To configure an in-memory repository with RDF Schema
entailment, we need to add an additional Sail to the Sail
stack of the repository. The name of the Sail that performs
inferencing for in-memory repositories is
org.openrdf.sail.inferencer.MemoryStoreRDFSInferencer
and it is configured as follows:
<sailstack> <sail class="org.openrdf.sail.inferencer.MemoryStoreRDFSInferencer"/> <sail class="org.openrdf.sail.memory.MemoryStore"/> </sailstack>
Sesame 2.0 supports a Native Repository that stores and retrieves its data directly from disk. The advantage of this is that it consumes a lot less memory than the in-memory repository, and is therefore also a lot more scalable. Of course, since it has to access the disk, it is slightly slower than the in-memory store, but it is a good solution for larger data sets.

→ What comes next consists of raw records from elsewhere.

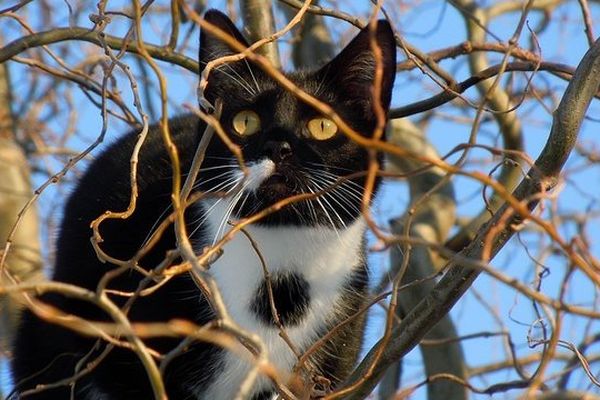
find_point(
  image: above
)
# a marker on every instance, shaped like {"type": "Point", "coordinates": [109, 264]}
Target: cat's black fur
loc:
{"type": "Point", "coordinates": [45, 353]}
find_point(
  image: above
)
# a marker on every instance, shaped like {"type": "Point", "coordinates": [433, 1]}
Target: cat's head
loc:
{"type": "Point", "coordinates": [289, 146]}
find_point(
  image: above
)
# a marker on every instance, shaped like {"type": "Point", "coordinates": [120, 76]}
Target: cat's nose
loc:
{"type": "Point", "coordinates": [277, 150]}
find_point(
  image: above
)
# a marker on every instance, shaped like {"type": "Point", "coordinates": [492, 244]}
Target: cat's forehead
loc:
{"type": "Point", "coordinates": [288, 101]}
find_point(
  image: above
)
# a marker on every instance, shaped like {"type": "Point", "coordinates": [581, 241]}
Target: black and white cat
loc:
{"type": "Point", "coordinates": [314, 249]}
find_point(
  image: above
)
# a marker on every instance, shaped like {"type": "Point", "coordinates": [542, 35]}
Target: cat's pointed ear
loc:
{"type": "Point", "coordinates": [211, 47]}
{"type": "Point", "coordinates": [353, 70]}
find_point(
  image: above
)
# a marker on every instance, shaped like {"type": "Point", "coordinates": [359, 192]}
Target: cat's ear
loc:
{"type": "Point", "coordinates": [211, 47]}
{"type": "Point", "coordinates": [353, 70]}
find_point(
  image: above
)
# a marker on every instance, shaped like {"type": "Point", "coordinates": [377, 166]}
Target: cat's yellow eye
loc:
{"type": "Point", "coordinates": [322, 128]}
{"type": "Point", "coordinates": [246, 123]}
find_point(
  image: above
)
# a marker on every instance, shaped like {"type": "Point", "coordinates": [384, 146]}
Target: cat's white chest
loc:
{"type": "Point", "coordinates": [323, 257]}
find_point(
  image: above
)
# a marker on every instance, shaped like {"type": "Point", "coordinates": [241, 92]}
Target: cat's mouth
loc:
{"type": "Point", "coordinates": [278, 186]}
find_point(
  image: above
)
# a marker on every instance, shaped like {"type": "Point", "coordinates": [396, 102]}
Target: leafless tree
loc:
{"type": "Point", "coordinates": [73, 73]}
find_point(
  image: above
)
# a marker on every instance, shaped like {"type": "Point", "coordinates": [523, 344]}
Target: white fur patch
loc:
{"type": "Point", "coordinates": [324, 257]}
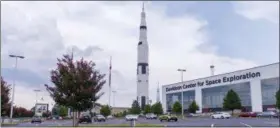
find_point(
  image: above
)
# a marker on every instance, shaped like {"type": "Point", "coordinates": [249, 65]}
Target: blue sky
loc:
{"type": "Point", "coordinates": [235, 35]}
{"type": "Point", "coordinates": [192, 35]}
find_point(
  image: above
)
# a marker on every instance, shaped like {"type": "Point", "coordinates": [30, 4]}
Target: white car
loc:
{"type": "Point", "coordinates": [221, 115]}
{"type": "Point", "coordinates": [131, 117]}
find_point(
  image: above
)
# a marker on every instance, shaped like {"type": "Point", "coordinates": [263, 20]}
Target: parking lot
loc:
{"type": "Point", "coordinates": [203, 122]}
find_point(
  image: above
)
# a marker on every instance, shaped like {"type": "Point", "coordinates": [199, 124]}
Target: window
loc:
{"type": "Point", "coordinates": [213, 97]}
{"type": "Point", "coordinates": [269, 88]}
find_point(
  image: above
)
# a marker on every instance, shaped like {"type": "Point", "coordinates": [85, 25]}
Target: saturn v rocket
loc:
{"type": "Point", "coordinates": [143, 63]}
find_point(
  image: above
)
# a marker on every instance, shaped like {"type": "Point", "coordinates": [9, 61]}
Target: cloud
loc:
{"type": "Point", "coordinates": [43, 31]}
{"type": "Point", "coordinates": [257, 10]}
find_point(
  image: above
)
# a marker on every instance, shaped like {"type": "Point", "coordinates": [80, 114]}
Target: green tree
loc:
{"type": "Point", "coordinates": [193, 107]}
{"type": "Point", "coordinates": [278, 99]}
{"type": "Point", "coordinates": [135, 108]}
{"type": "Point", "coordinates": [77, 84]}
{"type": "Point", "coordinates": [147, 109]}
{"type": "Point", "coordinates": [232, 101]}
{"type": "Point", "coordinates": [5, 99]}
{"type": "Point", "coordinates": [62, 111]}
{"type": "Point", "coordinates": [157, 108]}
{"type": "Point", "coordinates": [105, 110]}
{"type": "Point", "coordinates": [177, 107]}
{"type": "Point", "coordinates": [124, 113]}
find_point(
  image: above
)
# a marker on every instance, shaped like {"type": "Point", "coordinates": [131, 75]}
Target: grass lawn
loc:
{"type": "Point", "coordinates": [127, 125]}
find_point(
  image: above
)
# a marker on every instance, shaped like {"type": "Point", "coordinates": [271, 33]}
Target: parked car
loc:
{"type": "Point", "coordinates": [267, 114]}
{"type": "Point", "coordinates": [277, 115]}
{"type": "Point", "coordinates": [99, 118]}
{"type": "Point", "coordinates": [221, 115]}
{"type": "Point", "coordinates": [191, 115]}
{"type": "Point", "coordinates": [86, 119]}
{"type": "Point", "coordinates": [151, 116]}
{"type": "Point", "coordinates": [248, 114]}
{"type": "Point", "coordinates": [131, 117]}
{"type": "Point", "coordinates": [36, 119]}
{"type": "Point", "coordinates": [168, 118]}
{"type": "Point", "coordinates": [110, 117]}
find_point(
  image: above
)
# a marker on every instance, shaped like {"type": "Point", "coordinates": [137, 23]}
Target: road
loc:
{"type": "Point", "coordinates": [191, 122]}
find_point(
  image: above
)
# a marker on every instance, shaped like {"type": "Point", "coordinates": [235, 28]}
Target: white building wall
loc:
{"type": "Point", "coordinates": [267, 71]}
{"type": "Point", "coordinates": [256, 95]}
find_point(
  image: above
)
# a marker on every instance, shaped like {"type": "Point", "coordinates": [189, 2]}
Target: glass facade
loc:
{"type": "Point", "coordinates": [171, 99]}
{"type": "Point", "coordinates": [188, 97]}
{"type": "Point", "coordinates": [212, 98]}
{"type": "Point", "coordinates": [269, 88]}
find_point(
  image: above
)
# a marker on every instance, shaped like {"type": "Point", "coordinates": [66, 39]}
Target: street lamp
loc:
{"type": "Point", "coordinates": [114, 98]}
{"type": "Point", "coordinates": [13, 93]}
{"type": "Point", "coordinates": [36, 91]}
{"type": "Point", "coordinates": [182, 79]}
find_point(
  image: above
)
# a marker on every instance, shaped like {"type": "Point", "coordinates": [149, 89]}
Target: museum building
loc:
{"type": "Point", "coordinates": [256, 88]}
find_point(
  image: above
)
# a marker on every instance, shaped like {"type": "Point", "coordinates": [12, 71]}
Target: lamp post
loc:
{"type": "Point", "coordinates": [114, 98]}
{"type": "Point", "coordinates": [13, 94]}
{"type": "Point", "coordinates": [182, 79]}
{"type": "Point", "coordinates": [36, 98]}
{"type": "Point", "coordinates": [36, 91]}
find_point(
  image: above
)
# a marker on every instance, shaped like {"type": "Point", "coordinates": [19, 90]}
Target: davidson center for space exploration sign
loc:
{"type": "Point", "coordinates": [224, 79]}
{"type": "Point", "coordinates": [41, 108]}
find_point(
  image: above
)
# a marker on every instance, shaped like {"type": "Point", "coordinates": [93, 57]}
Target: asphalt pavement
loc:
{"type": "Point", "coordinates": [191, 122]}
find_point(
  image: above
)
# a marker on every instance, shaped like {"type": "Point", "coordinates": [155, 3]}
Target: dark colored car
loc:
{"type": "Point", "coordinates": [168, 118]}
{"type": "Point", "coordinates": [99, 118]}
{"type": "Point", "coordinates": [248, 114]}
{"type": "Point", "coordinates": [86, 119]}
{"type": "Point", "coordinates": [36, 119]}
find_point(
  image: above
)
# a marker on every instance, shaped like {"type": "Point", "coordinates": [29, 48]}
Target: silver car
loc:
{"type": "Point", "coordinates": [267, 114]}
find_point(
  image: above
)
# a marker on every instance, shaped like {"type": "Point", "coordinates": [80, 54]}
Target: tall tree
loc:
{"type": "Point", "coordinates": [147, 109]}
{"type": "Point", "coordinates": [232, 101]}
{"type": "Point", "coordinates": [278, 99]}
{"type": "Point", "coordinates": [5, 99]}
{"type": "Point", "coordinates": [177, 107]}
{"type": "Point", "coordinates": [193, 107]}
{"type": "Point", "coordinates": [105, 110]}
{"type": "Point", "coordinates": [77, 84]}
{"type": "Point", "coordinates": [157, 108]}
{"type": "Point", "coordinates": [135, 108]}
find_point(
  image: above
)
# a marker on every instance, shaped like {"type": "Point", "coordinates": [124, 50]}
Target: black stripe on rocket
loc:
{"type": "Point", "coordinates": [143, 67]}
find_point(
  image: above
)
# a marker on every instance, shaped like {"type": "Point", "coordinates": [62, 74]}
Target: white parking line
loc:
{"type": "Point", "coordinates": [246, 125]}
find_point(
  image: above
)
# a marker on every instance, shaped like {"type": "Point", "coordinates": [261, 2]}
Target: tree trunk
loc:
{"type": "Point", "coordinates": [74, 118]}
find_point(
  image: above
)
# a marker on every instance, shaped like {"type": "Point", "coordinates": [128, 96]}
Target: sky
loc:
{"type": "Point", "coordinates": [181, 34]}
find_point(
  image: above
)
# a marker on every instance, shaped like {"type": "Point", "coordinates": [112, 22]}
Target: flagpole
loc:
{"type": "Point", "coordinates": [110, 68]}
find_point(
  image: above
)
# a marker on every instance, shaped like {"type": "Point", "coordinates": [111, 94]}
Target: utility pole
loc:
{"type": "Point", "coordinates": [14, 83]}
{"type": "Point", "coordinates": [36, 99]}
{"type": "Point", "coordinates": [182, 96]}
{"type": "Point", "coordinates": [114, 95]}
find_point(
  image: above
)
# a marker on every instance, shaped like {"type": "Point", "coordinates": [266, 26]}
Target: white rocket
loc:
{"type": "Point", "coordinates": [143, 63]}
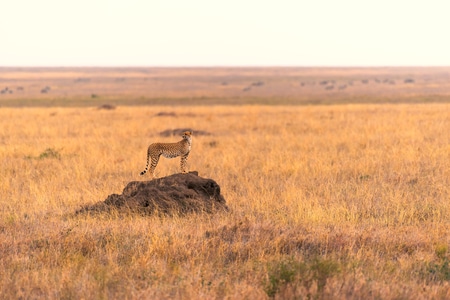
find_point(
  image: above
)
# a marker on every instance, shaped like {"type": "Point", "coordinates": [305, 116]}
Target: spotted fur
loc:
{"type": "Point", "coordinates": [169, 150]}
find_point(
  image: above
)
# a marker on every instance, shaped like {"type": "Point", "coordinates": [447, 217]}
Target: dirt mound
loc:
{"type": "Point", "coordinates": [175, 194]}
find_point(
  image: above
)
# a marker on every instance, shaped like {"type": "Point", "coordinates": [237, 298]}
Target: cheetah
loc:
{"type": "Point", "coordinates": [169, 150]}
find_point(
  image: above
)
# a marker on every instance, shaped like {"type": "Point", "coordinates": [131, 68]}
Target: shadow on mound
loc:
{"type": "Point", "coordinates": [175, 194]}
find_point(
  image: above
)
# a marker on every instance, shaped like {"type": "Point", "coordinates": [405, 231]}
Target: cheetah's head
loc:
{"type": "Point", "coordinates": [187, 135]}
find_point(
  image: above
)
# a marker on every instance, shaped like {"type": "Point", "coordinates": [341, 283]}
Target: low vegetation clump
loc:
{"type": "Point", "coordinates": [324, 202]}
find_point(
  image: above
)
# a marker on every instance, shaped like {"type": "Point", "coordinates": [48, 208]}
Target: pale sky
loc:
{"type": "Point", "coordinates": [224, 33]}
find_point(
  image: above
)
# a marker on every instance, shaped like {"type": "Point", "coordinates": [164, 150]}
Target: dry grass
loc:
{"type": "Point", "coordinates": [326, 202]}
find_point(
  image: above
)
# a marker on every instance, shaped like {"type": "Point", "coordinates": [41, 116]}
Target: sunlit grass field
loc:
{"type": "Point", "coordinates": [326, 202]}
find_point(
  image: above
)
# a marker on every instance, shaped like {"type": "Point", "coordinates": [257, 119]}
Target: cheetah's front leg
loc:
{"type": "Point", "coordinates": [183, 163]}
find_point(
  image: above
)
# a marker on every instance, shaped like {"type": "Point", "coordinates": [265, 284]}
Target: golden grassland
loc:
{"type": "Point", "coordinates": [326, 202]}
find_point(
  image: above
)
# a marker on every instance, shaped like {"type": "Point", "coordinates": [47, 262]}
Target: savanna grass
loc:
{"type": "Point", "coordinates": [325, 202]}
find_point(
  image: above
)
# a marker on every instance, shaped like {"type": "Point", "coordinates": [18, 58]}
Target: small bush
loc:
{"type": "Point", "coordinates": [316, 270]}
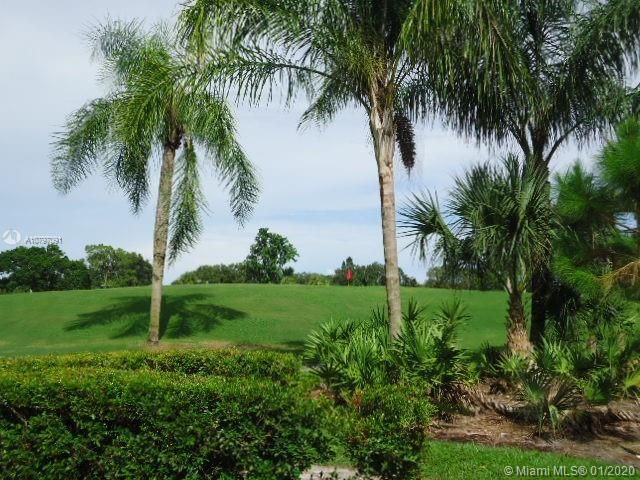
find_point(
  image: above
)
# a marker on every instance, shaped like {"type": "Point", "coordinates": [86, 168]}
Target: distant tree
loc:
{"type": "Point", "coordinates": [619, 165]}
{"type": "Point", "coordinates": [268, 256]}
{"type": "Point", "coordinates": [111, 267]}
{"type": "Point", "coordinates": [41, 269]}
{"type": "Point", "coordinates": [440, 277]}
{"type": "Point", "coordinates": [372, 274]}
{"type": "Point", "coordinates": [150, 109]}
{"type": "Point", "coordinates": [232, 273]}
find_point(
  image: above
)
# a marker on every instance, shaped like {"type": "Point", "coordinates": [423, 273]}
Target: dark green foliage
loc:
{"type": "Point", "coordinates": [276, 367]}
{"type": "Point", "coordinates": [41, 269]}
{"type": "Point", "coordinates": [367, 275]}
{"type": "Point", "coordinates": [114, 267]}
{"type": "Point", "coordinates": [438, 277]}
{"type": "Point", "coordinates": [619, 164]}
{"type": "Point", "coordinates": [100, 423]}
{"type": "Point", "coordinates": [232, 273]}
{"type": "Point", "coordinates": [353, 355]}
{"type": "Point", "coordinates": [268, 255]}
{"type": "Point", "coordinates": [386, 434]}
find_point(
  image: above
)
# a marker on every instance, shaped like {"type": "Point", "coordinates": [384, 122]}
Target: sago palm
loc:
{"type": "Point", "coordinates": [150, 112]}
{"type": "Point", "coordinates": [340, 53]}
{"type": "Point", "coordinates": [499, 226]}
{"type": "Point", "coordinates": [562, 78]}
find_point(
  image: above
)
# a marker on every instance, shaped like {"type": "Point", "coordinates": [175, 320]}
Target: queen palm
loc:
{"type": "Point", "coordinates": [499, 227]}
{"type": "Point", "coordinates": [148, 112]}
{"type": "Point", "coordinates": [619, 165]}
{"type": "Point", "coordinates": [565, 79]}
{"type": "Point", "coordinates": [340, 53]}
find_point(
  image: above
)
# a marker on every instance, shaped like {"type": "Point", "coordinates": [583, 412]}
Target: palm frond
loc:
{"type": "Point", "coordinates": [187, 205]}
{"type": "Point", "coordinates": [78, 148]}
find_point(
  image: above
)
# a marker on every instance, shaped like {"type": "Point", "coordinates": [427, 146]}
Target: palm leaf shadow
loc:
{"type": "Point", "coordinates": [182, 316]}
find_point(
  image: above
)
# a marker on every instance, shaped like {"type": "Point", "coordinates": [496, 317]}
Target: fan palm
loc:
{"type": "Point", "coordinates": [149, 111]}
{"type": "Point", "coordinates": [499, 226]}
{"type": "Point", "coordinates": [340, 53]}
{"type": "Point", "coordinates": [565, 80]}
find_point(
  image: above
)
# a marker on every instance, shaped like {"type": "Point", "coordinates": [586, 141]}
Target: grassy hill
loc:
{"type": "Point", "coordinates": [278, 316]}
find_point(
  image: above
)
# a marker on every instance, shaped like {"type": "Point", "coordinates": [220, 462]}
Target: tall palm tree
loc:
{"type": "Point", "coordinates": [340, 53]}
{"type": "Point", "coordinates": [565, 79]}
{"type": "Point", "coordinates": [499, 227]}
{"type": "Point", "coordinates": [149, 111]}
{"type": "Point", "coordinates": [619, 165]}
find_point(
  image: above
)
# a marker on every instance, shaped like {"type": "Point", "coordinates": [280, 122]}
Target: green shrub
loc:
{"type": "Point", "coordinates": [77, 423]}
{"type": "Point", "coordinates": [274, 366]}
{"type": "Point", "coordinates": [357, 354]}
{"type": "Point", "coordinates": [387, 431]}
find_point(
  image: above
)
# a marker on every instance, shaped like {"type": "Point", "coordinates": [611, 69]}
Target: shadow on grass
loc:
{"type": "Point", "coordinates": [182, 316]}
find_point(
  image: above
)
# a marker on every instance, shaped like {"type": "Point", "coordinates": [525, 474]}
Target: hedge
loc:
{"type": "Point", "coordinates": [65, 423]}
{"type": "Point", "coordinates": [279, 367]}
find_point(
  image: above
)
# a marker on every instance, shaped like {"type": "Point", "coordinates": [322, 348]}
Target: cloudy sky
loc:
{"type": "Point", "coordinates": [319, 187]}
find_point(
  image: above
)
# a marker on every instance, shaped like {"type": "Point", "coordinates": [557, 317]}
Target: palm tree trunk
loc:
{"type": "Point", "coordinates": [160, 238]}
{"type": "Point", "coordinates": [541, 277]}
{"type": "Point", "coordinates": [382, 131]}
{"type": "Point", "coordinates": [517, 337]}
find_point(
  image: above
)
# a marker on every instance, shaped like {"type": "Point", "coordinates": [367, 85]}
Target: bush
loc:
{"type": "Point", "coordinates": [386, 434]}
{"type": "Point", "coordinates": [70, 423]}
{"type": "Point", "coordinates": [279, 367]}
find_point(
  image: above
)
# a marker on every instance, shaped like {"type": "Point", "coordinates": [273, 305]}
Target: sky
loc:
{"type": "Point", "coordinates": [319, 185]}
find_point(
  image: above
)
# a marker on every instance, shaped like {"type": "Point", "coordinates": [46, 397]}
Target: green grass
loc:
{"type": "Point", "coordinates": [279, 316]}
{"type": "Point", "coordinates": [451, 461]}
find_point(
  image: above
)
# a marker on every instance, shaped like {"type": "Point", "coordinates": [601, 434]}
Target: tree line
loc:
{"type": "Point", "coordinates": [533, 75]}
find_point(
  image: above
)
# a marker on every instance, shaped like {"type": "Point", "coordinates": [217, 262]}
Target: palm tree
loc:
{"type": "Point", "coordinates": [563, 79]}
{"type": "Point", "coordinates": [150, 111]}
{"type": "Point", "coordinates": [499, 227]}
{"type": "Point", "coordinates": [619, 165]}
{"type": "Point", "coordinates": [344, 53]}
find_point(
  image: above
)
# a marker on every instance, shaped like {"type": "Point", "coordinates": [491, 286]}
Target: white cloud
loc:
{"type": "Point", "coordinates": [319, 185]}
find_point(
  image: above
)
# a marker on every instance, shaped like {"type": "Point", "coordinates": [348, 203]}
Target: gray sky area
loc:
{"type": "Point", "coordinates": [319, 186]}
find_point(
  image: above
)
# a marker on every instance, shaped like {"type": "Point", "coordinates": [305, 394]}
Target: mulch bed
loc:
{"type": "Point", "coordinates": [611, 433]}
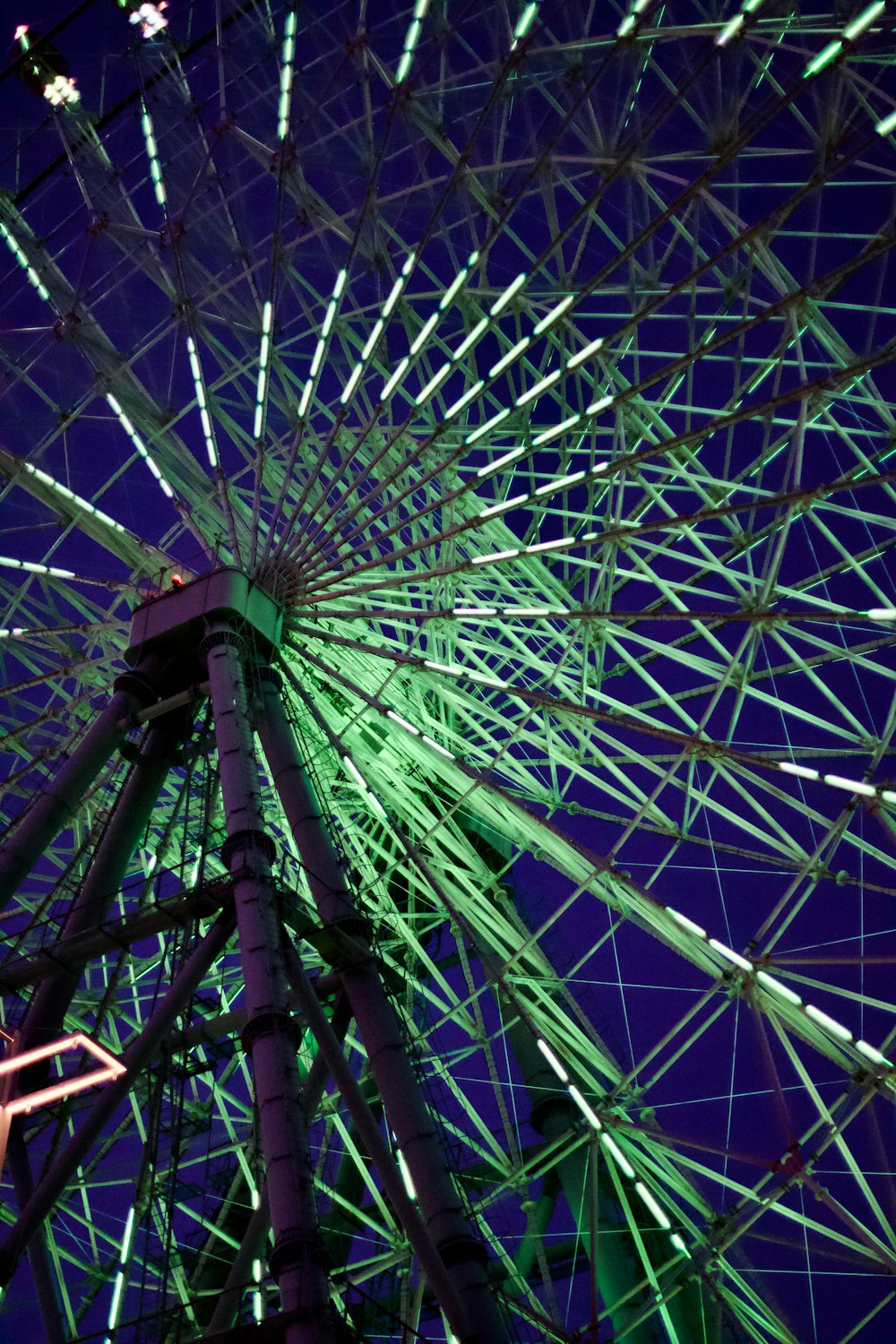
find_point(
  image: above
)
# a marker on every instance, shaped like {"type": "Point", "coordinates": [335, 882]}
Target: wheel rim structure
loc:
{"type": "Point", "coordinates": [536, 367]}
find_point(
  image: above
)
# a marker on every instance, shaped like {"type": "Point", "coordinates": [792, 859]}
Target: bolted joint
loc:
{"type": "Point", "coordinates": [556, 1104]}
{"type": "Point", "coordinates": [222, 637]}
{"type": "Point", "coordinates": [136, 685]}
{"type": "Point", "coordinates": [271, 1024]}
{"type": "Point", "coordinates": [354, 926]}
{"type": "Point", "coordinates": [293, 1250]}
{"type": "Point", "coordinates": [253, 841]}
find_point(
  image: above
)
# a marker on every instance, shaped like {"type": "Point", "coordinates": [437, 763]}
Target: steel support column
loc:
{"type": "Point", "coordinates": [108, 867]}
{"type": "Point", "coordinates": [61, 796]}
{"type": "Point", "coordinates": [379, 1027]}
{"type": "Point", "coordinates": [65, 1166]}
{"type": "Point", "coordinates": [271, 1035]}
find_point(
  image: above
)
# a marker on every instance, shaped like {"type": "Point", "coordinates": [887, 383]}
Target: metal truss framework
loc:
{"type": "Point", "coordinates": [509, 868]}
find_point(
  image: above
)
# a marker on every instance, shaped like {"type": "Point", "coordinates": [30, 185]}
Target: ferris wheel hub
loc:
{"type": "Point", "coordinates": [180, 617]}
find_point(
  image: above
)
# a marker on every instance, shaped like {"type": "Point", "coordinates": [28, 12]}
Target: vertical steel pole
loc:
{"type": "Point", "coordinates": [50, 1002]}
{"type": "Point", "coordinates": [462, 1253]}
{"type": "Point", "coordinates": [72, 1155]}
{"type": "Point", "coordinates": [271, 1034]}
{"type": "Point", "coordinates": [613, 1253]}
{"type": "Point", "coordinates": [61, 797]}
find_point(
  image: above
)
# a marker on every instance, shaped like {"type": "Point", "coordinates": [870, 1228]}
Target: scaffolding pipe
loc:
{"type": "Point", "coordinates": [271, 1037]}
{"type": "Point", "coordinates": [50, 1002]}
{"type": "Point", "coordinates": [61, 796]}
{"type": "Point", "coordinates": [255, 1234]}
{"type": "Point", "coordinates": [56, 1179]}
{"type": "Point", "coordinates": [378, 1150]}
{"type": "Point", "coordinates": [379, 1027]}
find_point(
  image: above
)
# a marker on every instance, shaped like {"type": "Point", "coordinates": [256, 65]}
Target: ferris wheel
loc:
{"type": "Point", "coordinates": [447, 470]}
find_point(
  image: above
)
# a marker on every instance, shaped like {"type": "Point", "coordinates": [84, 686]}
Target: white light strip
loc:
{"type": "Point", "coordinates": [424, 395]}
{"type": "Point", "coordinates": [139, 444]}
{"type": "Point", "coordinates": [152, 153]}
{"type": "Point", "coordinates": [460, 280]}
{"type": "Point", "coordinates": [729, 954]}
{"type": "Point", "coordinates": [552, 1059]}
{"type": "Point", "coordinates": [370, 797]}
{"type": "Point", "coordinates": [263, 359]}
{"type": "Point", "coordinates": [70, 495]}
{"type": "Point", "coordinates": [411, 38]}
{"type": "Point", "coordinates": [618, 1156]}
{"type": "Point", "coordinates": [23, 261]}
{"type": "Point", "coordinates": [398, 374]}
{"type": "Point", "coordinates": [287, 56]}
{"type": "Point", "coordinates": [32, 567]}
{"type": "Point", "coordinates": [646, 1198]}
{"type": "Point", "coordinates": [322, 343]}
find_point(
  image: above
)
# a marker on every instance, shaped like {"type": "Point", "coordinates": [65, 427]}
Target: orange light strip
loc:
{"type": "Point", "coordinates": [66, 1086]}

The Sail for the native repository is
org.openrdf.sail.nativerdf.NativeStore
and the configuration looks as follows:
<repository id="native"> <title>Native Repository</title> <sailstack> <sail class="org.openrdf.sail.nativerdf.NativeStore"/> </sailstack> <acl worldReadable="true" worldWriteable="true" /> </repository>
The Native Repository uses on-disk indexes to speed up querying. It uses B-Trees for indexing statements, where the index key consists of four fields: subject (s), predicate (p), object (o) and context (c). The order in which each of these fields is used in the key determines the usability of an index on a specify statement query pattern: searching statements with a specific subject in an index that has the subject as the first field is signifantly faster than searching these same statements in an index where the subject field is second or third. In the worst case, the 'wrong' statement pattern will result in a sequential scan over the entire set of statements.
By default, the native repository only uses one index, with a
subject-predicate-object-conctext (spoc) key pattern. However,
it is possible to define more indexes for the native repository,
using the triple-indexes parameter This
can be used to optimize performance for query patterns that occur
frequently:
<repository id="native"> <title>Native Repository</title> <sailstack> <sail class="org.openrdf.sail.nativerdf.NativeStore"> <param name="triple-indexes" value="spoc, posc"/> </sailstack> <acl worldReadable="true" worldWriteable="true" /> </repository>
The subject, predicate, object and context fields are represented by the characters 's', 'p', 'o' and 'c' respectively. Indexes can be specified by creating 4-letter words from these three characters. Multiple indexes can be specified by separating these words with commas, spaces and/or tabs. For example, the string "spoc, posc" specifies two indexes; a subject-predicate-object-context index and a predicate-object-subject-context index.
Of course, creating multiple indexes speeds up querying, but there is a cost factor to take into account as well: adding and removing data will become more expensive, because each index will have to be updated. Also, each index takes up additional disk space.
The native store automatically creates/drops indexes upon (re)initialization, so the parameter can be adjusted and upon the first refresh of the configuration the native store will change its indexing strategy, without loss of data.